The Ark also has the capability to hyperspace to other planets, scan planets for defences, destroy planets and teleport aliens to an area known as the Fridgitorium, for disintegration or transportation to another planet. An alien can only be teleported to the Ark after it has consented to do so.

==Development==
Captain Blood was developed jointly by Didier Bouchon and Philippe Ulrich, both contributing design and scenario, and Bouchon graphics and programming for the Atari ST version. Bouchon originally designed covers for ERE informatique's Gazoline Software label, but he learned to program in assembly language for the Atari ST after Ulrich provided him with an assembler. Bouchon then created fractal-generated realtime graphics that inspired both to do a sci-fi inspired video game.
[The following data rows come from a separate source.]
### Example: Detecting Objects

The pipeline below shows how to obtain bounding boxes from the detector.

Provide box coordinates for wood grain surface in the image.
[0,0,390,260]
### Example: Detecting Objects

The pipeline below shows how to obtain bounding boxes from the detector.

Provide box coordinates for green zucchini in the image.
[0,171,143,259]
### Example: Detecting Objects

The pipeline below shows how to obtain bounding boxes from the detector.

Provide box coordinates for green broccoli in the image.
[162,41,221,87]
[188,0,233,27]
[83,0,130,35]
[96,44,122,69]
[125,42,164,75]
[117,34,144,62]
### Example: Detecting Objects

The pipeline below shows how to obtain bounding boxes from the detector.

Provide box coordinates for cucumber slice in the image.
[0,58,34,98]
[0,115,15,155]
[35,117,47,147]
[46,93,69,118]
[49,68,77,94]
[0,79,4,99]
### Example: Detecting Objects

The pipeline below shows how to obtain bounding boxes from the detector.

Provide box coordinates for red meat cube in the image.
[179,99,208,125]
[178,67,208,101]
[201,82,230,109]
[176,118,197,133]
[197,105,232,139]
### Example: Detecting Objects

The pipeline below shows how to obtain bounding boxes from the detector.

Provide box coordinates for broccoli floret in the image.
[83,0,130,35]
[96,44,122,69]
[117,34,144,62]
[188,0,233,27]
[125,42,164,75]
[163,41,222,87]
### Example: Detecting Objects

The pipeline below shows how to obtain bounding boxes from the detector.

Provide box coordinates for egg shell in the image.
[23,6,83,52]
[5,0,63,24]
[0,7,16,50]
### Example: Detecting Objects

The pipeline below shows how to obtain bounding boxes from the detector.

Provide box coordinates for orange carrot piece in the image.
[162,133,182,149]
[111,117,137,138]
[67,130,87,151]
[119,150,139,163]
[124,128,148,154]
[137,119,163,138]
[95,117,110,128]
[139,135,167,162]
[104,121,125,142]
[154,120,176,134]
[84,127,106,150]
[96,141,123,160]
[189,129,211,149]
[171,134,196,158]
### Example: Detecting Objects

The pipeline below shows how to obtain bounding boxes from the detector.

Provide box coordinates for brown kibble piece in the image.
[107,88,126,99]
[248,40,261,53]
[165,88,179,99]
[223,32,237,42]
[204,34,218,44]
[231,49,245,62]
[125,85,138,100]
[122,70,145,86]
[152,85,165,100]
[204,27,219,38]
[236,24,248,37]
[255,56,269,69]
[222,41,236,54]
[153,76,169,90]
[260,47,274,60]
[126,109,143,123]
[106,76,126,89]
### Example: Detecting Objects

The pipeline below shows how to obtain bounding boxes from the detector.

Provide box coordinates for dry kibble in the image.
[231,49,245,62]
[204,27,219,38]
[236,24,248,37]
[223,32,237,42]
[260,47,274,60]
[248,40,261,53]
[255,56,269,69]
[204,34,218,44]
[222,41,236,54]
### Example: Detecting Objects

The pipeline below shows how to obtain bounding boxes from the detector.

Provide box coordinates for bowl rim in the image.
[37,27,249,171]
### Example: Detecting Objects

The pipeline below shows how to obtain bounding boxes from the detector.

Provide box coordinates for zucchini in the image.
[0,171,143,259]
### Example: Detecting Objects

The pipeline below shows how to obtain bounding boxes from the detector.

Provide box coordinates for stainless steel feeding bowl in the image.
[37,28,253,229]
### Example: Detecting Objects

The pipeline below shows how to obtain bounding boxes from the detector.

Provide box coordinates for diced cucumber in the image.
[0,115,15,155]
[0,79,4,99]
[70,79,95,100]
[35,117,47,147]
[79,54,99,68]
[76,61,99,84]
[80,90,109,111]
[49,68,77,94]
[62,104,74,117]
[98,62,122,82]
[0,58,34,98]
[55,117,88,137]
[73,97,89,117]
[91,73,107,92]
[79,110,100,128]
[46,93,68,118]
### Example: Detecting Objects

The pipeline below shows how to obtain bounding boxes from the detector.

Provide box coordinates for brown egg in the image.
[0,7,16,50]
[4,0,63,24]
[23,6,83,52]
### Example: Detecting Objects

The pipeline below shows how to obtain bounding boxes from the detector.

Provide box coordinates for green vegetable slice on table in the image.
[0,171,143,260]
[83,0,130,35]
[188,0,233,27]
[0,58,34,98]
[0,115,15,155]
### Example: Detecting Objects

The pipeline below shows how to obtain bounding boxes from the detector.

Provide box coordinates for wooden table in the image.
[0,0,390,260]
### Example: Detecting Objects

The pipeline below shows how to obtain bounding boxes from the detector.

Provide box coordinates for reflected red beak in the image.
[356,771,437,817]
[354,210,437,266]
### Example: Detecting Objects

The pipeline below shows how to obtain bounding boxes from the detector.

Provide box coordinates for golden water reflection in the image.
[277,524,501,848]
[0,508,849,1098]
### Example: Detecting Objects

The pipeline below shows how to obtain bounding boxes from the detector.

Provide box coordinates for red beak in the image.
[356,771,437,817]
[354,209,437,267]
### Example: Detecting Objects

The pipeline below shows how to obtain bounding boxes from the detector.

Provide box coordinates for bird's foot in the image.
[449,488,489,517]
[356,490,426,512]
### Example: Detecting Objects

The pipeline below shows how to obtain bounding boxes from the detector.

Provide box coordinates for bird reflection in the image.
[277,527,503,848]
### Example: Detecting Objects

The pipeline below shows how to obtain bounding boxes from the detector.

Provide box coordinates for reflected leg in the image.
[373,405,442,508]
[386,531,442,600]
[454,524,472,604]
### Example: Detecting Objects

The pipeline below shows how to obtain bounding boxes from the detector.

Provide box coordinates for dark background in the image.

After ERE's absorption by Infogrames in the summer of 1987 (partly justified by preliminary versions of Captain Blood), Ulrich and Bouchon isolated themselves in the Landes in order to have the game ready for Christmas. Many adaptations for both 16-bit and 8-bit machines were developed in successive months, although they were straight ports of the original Atari ST version in graphics, sound effects or music.

==Reception==
Computer Gaming World gave the game a positive review for its unusual concept, execution, and graphics. Orson Scott Card praised Captain Bloods EGA graphics and science-fiction story, but wrote in Compute! that "as a game, this one sucks pond scum", citing a poor interface and obscure game play. Info magazine—January/February 1989—gave the game 5 out of 5 stars, remarking: "Captain Blood is a marvelously alien experience. The graphics & sound are first rate. The more we played, the more we wanted to continue playing, if only to meet more aliens. There is a fully realized universe here that's easy to become completely immersed in."

Captain Blood sold more than 100,000 copies worldwide.

==Legacy==
Captain Blood was followed by the sequel Commander Blood in 1994 and later by Big Bug Bang in 1997, a French-only release.